President's Message

Are Lawyers Happy?


We all know the story of the two padi farmers who choose different paths through life. One sticks with a more or less subsistence lifestyle, idling away his hours sitting beside a fish pond, while the other dynamically moves into cash crops, and then food processing, and builds a massive business, until, in his old age, he spends his hours sitting beside his koi pond, because that after all is what makes him happiest. The currency of this type of story throughout South East Asia is in no small part a folk hangover from history – when South East Asians last grew wealthy on trade and business in the first Age of Commerce (1450 to 1650), they became the target of ruthless Dutch aggression, seeking to control the spice trade. The rational response was to retreat upriver, with rulers typically warning their subjects off cash crops like cloves and pepper lest they suffer the same fate as Ternate and Ambon.   
 

Thankfully, in South East Asia’s second Age of Commerce (1950 to date and counting) international law and international institutions have developed to the extent that we need not fear renewed colonial intrusion (unless we discover oil, and engage in loose talk about WMD, neither of which seems too likely). But it remains an open question whether all that striving for material wealth really brings happiness.

 
A professor at the London School of Economics, Richard Layard, has written a great deal about the need for public policy to consider how best to maximise happiness and not just focus on wealth creation. In many ways, his policy prescriptions converge with socialism, for envy is a great destroyer of happiness, and the cause of envy is inequality. As Karl Marx noted: ‘A house may be large or small; as long as the surrounding houses are equally small, it satisfies all social demands for a dwelling. But if a palace rises beside the little house, the little house shrinks into a hut.’ For this reason Layard recommends sharply progressive rates of taxation – so that people work less and enjoy more free time.    

On this point he surely goes too far – people should be trusted to choose their own mix of work and leisure. Discouraging hard work will damage society in general. And isn’t hard work itself a source of satisfaction for many? But on another point, that education should equip people for life and not just for work, he is much more persuasive. The arts and sports should be valued far more highly than they currently are in the scales of public policy. Public policy’s traditional focus on wealth creation has assumed that wealth is a proxy for happiness, when it clearly is not. Recognition of this would facilitate a much greater emphasis on the environment, among other public goods that don’t fare so well on a purely economic calculus.And what of lawyers? Does the practice of law bring happiness?  

 
There are a number of factors impeding lawyers’ pursuit of happiness. 

First, people go to law in extremis – when their marriages or businesses are falling apart.
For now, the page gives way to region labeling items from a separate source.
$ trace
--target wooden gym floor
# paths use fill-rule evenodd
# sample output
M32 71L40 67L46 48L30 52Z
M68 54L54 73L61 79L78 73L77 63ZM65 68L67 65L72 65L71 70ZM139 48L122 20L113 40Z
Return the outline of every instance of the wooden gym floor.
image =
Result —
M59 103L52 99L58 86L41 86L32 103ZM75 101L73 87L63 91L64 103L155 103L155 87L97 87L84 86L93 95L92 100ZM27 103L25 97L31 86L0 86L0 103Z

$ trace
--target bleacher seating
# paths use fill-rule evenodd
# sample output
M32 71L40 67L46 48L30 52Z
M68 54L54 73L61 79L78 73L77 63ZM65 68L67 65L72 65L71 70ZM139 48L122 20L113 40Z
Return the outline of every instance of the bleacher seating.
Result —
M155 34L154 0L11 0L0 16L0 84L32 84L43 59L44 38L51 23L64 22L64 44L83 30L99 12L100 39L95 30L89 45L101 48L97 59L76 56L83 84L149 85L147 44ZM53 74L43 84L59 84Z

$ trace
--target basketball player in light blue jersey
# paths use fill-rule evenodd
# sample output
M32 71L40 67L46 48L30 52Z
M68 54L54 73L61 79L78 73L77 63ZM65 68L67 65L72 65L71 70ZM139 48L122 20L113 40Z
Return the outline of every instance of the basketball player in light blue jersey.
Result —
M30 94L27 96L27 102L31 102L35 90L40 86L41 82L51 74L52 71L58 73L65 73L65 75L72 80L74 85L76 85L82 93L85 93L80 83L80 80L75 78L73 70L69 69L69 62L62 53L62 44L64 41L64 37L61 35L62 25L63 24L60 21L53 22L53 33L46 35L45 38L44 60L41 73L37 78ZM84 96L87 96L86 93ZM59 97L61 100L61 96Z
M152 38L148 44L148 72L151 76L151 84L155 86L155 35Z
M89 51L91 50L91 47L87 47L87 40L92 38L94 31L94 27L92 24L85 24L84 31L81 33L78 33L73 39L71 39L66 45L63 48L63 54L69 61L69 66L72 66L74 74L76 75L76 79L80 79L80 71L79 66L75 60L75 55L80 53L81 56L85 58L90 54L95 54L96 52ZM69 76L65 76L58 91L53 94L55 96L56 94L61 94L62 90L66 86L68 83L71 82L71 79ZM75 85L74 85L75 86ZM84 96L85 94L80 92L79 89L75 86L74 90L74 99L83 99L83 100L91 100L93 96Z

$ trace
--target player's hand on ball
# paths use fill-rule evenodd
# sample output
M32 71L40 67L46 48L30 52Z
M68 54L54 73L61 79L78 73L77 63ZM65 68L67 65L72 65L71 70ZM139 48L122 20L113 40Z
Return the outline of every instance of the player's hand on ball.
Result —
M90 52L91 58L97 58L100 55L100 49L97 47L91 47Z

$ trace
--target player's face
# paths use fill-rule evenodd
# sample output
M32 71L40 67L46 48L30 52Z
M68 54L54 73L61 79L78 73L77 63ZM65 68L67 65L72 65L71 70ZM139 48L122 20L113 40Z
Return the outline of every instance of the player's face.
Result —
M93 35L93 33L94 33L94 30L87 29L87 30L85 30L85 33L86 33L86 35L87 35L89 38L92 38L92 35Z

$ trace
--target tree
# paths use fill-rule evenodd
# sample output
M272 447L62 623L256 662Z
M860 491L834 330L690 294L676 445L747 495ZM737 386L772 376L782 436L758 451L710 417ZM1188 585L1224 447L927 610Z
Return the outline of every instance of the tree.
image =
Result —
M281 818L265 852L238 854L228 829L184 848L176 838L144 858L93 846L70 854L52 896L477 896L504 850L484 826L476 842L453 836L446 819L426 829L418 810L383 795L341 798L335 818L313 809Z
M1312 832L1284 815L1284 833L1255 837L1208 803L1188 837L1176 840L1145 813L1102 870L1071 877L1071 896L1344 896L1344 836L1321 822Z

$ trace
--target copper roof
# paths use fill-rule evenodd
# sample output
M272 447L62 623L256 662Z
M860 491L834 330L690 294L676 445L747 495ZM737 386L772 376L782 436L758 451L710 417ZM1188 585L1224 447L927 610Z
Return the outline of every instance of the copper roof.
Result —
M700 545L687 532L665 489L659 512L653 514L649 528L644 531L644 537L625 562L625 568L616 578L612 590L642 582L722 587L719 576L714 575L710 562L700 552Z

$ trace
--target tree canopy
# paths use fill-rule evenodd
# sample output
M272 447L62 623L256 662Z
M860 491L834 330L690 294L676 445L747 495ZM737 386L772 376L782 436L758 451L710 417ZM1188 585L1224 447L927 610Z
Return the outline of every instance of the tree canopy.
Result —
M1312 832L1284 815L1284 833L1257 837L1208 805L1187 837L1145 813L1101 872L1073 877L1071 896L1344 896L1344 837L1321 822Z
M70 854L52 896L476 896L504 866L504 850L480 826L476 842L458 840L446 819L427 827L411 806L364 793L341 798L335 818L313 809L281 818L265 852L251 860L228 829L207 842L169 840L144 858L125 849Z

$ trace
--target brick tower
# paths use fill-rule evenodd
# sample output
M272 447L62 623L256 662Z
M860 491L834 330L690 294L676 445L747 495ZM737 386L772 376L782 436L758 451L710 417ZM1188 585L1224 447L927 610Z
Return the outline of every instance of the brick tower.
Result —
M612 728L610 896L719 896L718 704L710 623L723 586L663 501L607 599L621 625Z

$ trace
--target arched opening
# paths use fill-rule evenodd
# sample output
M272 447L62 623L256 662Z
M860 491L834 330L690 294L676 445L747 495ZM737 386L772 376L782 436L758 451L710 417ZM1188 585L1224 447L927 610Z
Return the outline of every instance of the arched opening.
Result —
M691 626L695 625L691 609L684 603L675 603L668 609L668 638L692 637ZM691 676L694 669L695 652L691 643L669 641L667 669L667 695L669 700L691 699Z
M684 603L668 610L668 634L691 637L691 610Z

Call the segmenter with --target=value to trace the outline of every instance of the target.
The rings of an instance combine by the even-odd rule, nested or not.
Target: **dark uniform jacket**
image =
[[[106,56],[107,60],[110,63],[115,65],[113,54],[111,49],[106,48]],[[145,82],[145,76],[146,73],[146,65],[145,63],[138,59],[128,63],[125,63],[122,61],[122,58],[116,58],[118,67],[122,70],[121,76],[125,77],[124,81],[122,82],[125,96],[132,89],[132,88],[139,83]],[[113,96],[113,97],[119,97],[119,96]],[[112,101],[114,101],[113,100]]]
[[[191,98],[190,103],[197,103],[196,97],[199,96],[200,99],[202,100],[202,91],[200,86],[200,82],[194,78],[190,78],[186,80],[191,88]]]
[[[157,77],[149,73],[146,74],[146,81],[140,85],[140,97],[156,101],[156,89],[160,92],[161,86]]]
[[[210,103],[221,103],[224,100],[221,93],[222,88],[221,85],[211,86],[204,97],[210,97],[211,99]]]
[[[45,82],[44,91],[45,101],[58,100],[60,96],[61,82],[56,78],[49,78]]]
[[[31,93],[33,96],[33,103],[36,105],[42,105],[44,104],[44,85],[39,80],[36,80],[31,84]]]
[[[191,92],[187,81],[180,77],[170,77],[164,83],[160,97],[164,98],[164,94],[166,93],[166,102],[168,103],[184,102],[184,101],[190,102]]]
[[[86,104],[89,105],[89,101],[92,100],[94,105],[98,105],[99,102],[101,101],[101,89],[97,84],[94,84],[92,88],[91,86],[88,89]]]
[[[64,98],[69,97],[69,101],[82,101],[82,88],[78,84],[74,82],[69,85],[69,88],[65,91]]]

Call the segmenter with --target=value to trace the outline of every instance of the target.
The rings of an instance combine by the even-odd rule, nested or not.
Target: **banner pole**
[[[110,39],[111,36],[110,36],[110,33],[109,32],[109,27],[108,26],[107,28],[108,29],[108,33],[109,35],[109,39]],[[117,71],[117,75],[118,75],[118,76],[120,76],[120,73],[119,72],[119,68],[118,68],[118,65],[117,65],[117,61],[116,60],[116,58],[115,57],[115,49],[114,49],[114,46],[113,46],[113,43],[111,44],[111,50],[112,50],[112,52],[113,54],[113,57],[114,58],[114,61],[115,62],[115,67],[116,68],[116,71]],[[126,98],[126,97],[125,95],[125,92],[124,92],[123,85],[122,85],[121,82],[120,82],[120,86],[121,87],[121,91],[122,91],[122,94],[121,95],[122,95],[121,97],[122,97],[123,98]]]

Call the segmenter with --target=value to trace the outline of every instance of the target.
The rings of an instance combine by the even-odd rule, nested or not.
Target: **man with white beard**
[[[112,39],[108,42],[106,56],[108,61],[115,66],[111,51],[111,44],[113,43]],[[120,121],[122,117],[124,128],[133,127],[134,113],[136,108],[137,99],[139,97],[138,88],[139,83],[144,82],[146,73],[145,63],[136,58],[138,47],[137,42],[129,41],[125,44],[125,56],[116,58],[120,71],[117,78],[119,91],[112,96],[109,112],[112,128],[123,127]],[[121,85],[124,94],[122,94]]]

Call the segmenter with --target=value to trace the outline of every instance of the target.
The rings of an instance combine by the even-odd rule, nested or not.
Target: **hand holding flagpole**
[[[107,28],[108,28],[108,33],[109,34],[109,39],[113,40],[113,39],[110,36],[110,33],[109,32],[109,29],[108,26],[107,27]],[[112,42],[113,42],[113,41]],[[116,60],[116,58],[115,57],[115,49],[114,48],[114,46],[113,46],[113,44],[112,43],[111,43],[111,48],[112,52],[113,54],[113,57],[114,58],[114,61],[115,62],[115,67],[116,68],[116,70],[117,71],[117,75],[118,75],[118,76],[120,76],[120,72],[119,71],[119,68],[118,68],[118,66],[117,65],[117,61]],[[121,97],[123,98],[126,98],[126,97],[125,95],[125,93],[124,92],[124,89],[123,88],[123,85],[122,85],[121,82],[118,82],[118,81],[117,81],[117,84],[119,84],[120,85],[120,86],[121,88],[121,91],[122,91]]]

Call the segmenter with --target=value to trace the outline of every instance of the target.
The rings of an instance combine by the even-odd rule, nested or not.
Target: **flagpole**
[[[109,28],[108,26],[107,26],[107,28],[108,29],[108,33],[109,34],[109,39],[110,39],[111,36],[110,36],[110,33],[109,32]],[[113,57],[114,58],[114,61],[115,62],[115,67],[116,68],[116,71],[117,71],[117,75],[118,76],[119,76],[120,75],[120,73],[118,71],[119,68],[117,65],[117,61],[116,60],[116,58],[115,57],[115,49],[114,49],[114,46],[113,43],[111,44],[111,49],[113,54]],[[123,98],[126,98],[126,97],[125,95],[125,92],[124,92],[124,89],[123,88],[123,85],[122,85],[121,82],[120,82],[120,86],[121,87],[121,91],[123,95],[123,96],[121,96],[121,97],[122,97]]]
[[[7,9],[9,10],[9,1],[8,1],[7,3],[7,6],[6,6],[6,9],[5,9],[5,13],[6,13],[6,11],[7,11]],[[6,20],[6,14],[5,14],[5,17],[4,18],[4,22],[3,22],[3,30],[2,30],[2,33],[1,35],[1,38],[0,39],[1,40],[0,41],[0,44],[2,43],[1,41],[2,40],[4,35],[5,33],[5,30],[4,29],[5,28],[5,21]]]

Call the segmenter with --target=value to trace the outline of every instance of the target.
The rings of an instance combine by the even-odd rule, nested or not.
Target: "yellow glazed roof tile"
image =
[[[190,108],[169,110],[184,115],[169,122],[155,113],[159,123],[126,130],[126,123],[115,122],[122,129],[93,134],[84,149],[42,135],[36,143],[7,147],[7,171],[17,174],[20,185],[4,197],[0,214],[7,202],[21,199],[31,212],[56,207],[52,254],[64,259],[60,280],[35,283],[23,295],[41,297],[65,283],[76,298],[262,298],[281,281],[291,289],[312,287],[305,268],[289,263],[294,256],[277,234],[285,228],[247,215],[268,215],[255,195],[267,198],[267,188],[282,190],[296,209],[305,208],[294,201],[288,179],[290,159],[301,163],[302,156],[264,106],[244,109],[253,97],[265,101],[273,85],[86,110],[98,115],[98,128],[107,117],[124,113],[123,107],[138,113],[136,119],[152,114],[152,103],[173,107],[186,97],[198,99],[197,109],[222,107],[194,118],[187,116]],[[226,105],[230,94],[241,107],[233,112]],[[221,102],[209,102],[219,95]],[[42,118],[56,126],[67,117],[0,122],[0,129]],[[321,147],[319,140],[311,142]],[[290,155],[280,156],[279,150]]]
Litigants’ motives are rarely pure on either side. So a daily exposure to the type of human conduct that finds its way into court encourages a cynical attitude toward human nature itself. Second, when we win cases we do not always derive satisfaction from justice being done – it is no great triumph to put a man who has run up credit card debts into bankruptcy, nor to jail a criminal whose family will flounder without him. The laws that are enforced to these ends are necessary ones, but being the instrument of them is no great cause of satisfaction, unlike, for example, healing the sick, putting up useful buildings or acting in plays. 

Third, lawyers, like other professionals, are beset by insecurity. Where will the next client come from? Will the sun set on my field of expertise? These questions gnaw away even at the most successful professionals. 

 
Yet, notwithstanding these obstacles, the practice of law still brings immense satisfaction. When clients are in trouble, our legal skills can help them to solve at least part of their problems. Sometimes, our creativity can help people with opposed interests to all come out winners. And then there are those cases where your cross-examination exposes an injustice, or an act of bullying, and in some small but significant way makes the world a better place. Honing and developing our skills are as satisfying as improving one’s golf swing or tennis stroke, and doing so in a social context – with colleagues or in Law Society workshops – brings with it a healthy professional pride. 

Our first biennial lecture, scheduled for 6 July 2007, to be
delivered by an inspiring Canadian advocate, Irwin Cotler, takes as its theme, the role of lawyers in promoting justice and combating injustice – a worthy career indeed. 

Just after I wrote that positive conclusion I had the pleasure of sitting next to TPB Menon, at the wedding dinner of Stanley Lai and Candace Ler, a couple to whom the law has already brought great happiness. After more than 40 years in the law, Menon told me he would not change a thing; the study and practice of law has gone together with a good and honourable life. Just so, I thought, just so.